À ces mots, de grands cris s’élevaient parmi les Bohémiens.

— C’est bien à vous de parler de jeûnes et de veilles, s’écriait l’énorme Ulric en se frayant difficilement un passage jusqu’à Æneas Sylvius, et agitant devant lui sa masse charnue et suante ! Ne savons-nous pas que vous êtes tous esclaves de l’avarice, gens impatiens, abîmés dans l’intempérance, ministres de toutes sortes de crimes, prêtres du diable et précurseurs de l’antichrist ; ne savons-nous pas que l’argent est votre ciel, et que vous avez votre ventre pour dieu ?

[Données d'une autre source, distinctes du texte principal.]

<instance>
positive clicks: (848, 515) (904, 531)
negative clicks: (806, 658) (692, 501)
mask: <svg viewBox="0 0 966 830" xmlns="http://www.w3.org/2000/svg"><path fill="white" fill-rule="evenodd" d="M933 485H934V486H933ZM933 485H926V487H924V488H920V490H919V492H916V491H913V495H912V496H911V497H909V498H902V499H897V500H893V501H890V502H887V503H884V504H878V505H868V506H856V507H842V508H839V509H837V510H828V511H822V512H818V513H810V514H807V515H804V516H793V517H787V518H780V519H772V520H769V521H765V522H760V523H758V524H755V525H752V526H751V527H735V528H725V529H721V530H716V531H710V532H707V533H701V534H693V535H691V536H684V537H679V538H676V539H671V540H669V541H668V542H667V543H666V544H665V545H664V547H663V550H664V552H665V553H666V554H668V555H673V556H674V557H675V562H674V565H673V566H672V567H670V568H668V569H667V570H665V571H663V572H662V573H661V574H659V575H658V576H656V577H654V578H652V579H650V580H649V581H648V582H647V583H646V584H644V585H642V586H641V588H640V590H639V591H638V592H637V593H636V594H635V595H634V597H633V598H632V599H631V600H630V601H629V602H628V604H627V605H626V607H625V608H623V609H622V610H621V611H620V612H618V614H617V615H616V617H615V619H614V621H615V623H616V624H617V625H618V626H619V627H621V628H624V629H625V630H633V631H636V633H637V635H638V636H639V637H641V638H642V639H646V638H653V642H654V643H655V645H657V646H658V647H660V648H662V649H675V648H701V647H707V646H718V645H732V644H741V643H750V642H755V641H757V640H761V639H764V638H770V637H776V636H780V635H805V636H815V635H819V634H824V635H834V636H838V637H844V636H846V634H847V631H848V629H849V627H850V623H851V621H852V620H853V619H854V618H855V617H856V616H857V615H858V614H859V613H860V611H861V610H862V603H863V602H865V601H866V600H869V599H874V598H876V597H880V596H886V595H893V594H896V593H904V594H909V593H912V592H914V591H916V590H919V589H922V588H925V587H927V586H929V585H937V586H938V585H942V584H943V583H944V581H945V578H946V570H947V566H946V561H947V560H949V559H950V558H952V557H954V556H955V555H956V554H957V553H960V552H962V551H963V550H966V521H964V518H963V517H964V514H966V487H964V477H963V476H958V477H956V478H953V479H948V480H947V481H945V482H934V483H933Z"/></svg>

— Vous avez un dieu en bon état, répondait Æneas Sylvius en posant doucement la main sur l’abdomen tremblant du fougueux orphelin ; on voit que vous vous macérez fort par les jeûnes[3].

  1. La papesse Jeanne s’appelait aussi Agnès.
  2. Mirabile dictu est si multa fercula et mixta cerevisiæ vina et longissimi somni, melius vobis scripturam exponunt quam cæteris abstinentiæ atque vigiliæ. (Lettre d’Æneas Sylvius au cardinal Carvajal.)
  3. Voyez Hist. de la guerre des Hussites, par Lenfant, p. 169 à 201, et la lettre d’Æneas Sylvius au cardinal Carvajal.